Try to compare MLIP vs DFT calculations if possible
Visualize how the lattice changes with temperature
See if we can estimate stability
Take materials we know to decompose at certain temps and replicate that in silico
: working on replicating out of sample MLIP performance from the GNoME paper using NequIP.
Derive ionic diffusion coefficients for super-ionic conductors.
If the results match the GNoME findings, attempt to model a known a superconductor or HEA and compare the MLIP simulation findings with AIMD or other physics based molecular dynamics models.
2025-01-10
: working to improve simulations by using some of the better MLIP models (ranked here), like MatterSim from Microsoft or ORB. Read the MatterSim paper and they talk about direct property prediction from their graph model, see if we can better understand how that's done.
Looking into fine-tuning MLIP models.

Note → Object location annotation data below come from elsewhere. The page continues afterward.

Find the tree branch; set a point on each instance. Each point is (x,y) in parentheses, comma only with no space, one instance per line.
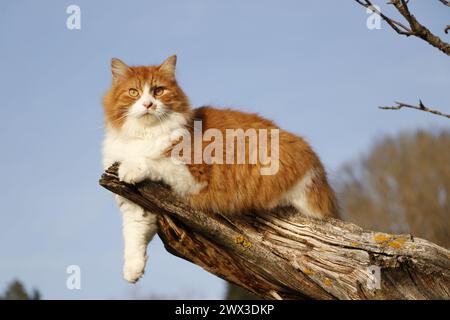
(280,255)
(415,28)
(421,107)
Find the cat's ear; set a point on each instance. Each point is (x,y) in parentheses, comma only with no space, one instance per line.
(168,66)
(118,69)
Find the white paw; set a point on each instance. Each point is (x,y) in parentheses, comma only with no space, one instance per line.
(133,171)
(134,268)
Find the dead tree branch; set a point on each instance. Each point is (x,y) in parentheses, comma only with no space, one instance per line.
(414,28)
(420,107)
(280,255)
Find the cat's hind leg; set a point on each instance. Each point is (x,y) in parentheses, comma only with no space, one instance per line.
(312,196)
(139,227)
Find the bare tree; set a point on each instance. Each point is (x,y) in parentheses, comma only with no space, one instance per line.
(411,27)
(279,254)
(402,185)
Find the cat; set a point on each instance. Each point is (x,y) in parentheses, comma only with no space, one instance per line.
(146,116)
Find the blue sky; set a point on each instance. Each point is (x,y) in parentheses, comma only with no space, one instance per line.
(312,66)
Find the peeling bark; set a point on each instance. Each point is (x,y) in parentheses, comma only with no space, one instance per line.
(279,254)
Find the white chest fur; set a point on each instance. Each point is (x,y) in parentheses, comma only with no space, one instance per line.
(136,139)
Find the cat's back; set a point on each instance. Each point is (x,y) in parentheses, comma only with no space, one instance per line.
(228,118)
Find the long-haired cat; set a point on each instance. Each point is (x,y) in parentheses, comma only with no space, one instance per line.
(145,111)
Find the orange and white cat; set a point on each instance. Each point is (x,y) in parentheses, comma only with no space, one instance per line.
(145,111)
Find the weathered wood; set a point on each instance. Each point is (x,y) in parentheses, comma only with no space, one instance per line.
(279,254)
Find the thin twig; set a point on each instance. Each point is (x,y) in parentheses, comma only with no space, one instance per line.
(421,107)
(415,27)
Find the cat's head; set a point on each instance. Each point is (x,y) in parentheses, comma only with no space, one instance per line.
(146,94)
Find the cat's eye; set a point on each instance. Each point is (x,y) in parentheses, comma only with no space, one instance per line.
(158,91)
(133,92)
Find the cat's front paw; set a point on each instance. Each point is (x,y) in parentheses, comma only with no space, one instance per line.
(134,268)
(133,171)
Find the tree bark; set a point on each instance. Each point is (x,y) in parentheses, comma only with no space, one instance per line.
(279,254)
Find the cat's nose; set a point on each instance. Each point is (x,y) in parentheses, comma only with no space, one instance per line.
(148,105)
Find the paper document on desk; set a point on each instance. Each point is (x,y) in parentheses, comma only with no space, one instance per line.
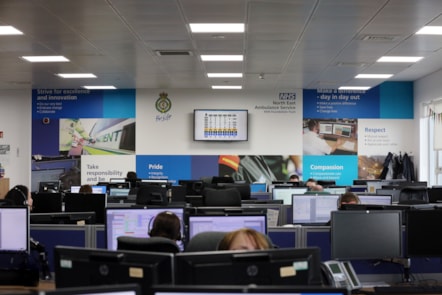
(349,145)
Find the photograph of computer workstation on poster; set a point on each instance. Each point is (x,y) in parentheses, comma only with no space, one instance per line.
(307,235)
(330,136)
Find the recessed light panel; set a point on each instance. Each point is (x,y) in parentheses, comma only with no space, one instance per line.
(217,28)
(430,30)
(9,30)
(224,75)
(73,76)
(46,58)
(373,76)
(226,87)
(222,57)
(400,59)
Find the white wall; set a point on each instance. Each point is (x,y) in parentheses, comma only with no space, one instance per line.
(15,122)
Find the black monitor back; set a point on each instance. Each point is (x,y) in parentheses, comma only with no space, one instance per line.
(46,202)
(91,266)
(86,202)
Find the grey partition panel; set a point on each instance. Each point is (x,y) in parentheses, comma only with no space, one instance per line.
(285,237)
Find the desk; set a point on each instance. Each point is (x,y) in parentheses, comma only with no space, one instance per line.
(42,286)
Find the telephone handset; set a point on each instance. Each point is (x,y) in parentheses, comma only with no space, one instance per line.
(342,274)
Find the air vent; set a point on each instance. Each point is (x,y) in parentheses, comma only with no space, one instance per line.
(173,53)
(381,38)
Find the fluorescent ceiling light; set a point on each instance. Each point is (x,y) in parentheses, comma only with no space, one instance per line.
(217,28)
(47,58)
(68,76)
(222,57)
(354,87)
(430,30)
(400,59)
(9,30)
(224,75)
(99,87)
(373,76)
(226,87)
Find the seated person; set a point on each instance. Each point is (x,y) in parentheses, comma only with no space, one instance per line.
(19,195)
(168,225)
(348,198)
(244,239)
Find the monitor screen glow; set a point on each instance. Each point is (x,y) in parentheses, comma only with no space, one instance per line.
(311,208)
(368,234)
(14,238)
(220,125)
(135,222)
(226,223)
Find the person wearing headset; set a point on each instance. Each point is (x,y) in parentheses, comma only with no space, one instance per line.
(348,198)
(20,195)
(166,224)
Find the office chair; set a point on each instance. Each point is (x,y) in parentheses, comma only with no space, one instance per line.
(152,244)
(413,195)
(151,195)
(205,241)
(224,197)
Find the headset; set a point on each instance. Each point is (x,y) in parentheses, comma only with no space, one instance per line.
(153,229)
(25,198)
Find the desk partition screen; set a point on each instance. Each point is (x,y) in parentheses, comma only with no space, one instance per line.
(14,229)
(226,223)
(135,222)
(313,209)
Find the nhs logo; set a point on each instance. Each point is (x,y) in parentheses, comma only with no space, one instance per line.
(287,96)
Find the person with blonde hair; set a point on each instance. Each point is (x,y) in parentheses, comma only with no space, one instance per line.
(245,239)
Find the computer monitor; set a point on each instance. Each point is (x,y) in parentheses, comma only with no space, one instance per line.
(79,266)
(375,199)
(285,193)
(46,202)
(79,218)
(193,187)
(435,194)
(241,289)
(226,222)
(118,192)
(312,208)
(336,189)
(136,222)
(423,237)
(258,187)
(44,175)
(96,189)
(14,233)
(325,128)
(86,203)
(283,266)
(343,130)
(49,186)
(370,234)
(123,289)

Most are trained on GGA-PBE (and sometimes with Hubbard U correction) but there are other levels of theory that may be better suited to superconductivity research. The MatterSim paper demonstrates fine-tuning on other methods with relatively small amounts of data.
ORB paper and tools talks about training with D3 corrections, and the benefit of training the model at the level of theory you want instead of adding corrections as an independent step, especially considering some of the computational requirements for said corrections.
2025-01-17
working on different approaches to studying superconductivity and predicting Tc in silico. Direct Tc prediction isn't working well, for good reason. On approach to test will be running MD temp ramping simulations and training a classifier to predict if a materials is in the superconducting state, or not. This way we at least don't have to make assumptions about structural changes as a temperature nears it's critical temperature. Can still use MLIP to speed this up. We'd better learn the structural/electronic conditions which create the superconducting state this way too which we could further study if the model works. Not as good for high-throughput screening because of the need for simulating materials heating to room temp or up until greater than Tc.
Looking into studying optical and topological properties of superconductors around their critical temperature. Developing some theories about the mechanisms underlying the different pairing mechanisms we see in different classes of superconductor, potentially getting closer to a unified theory.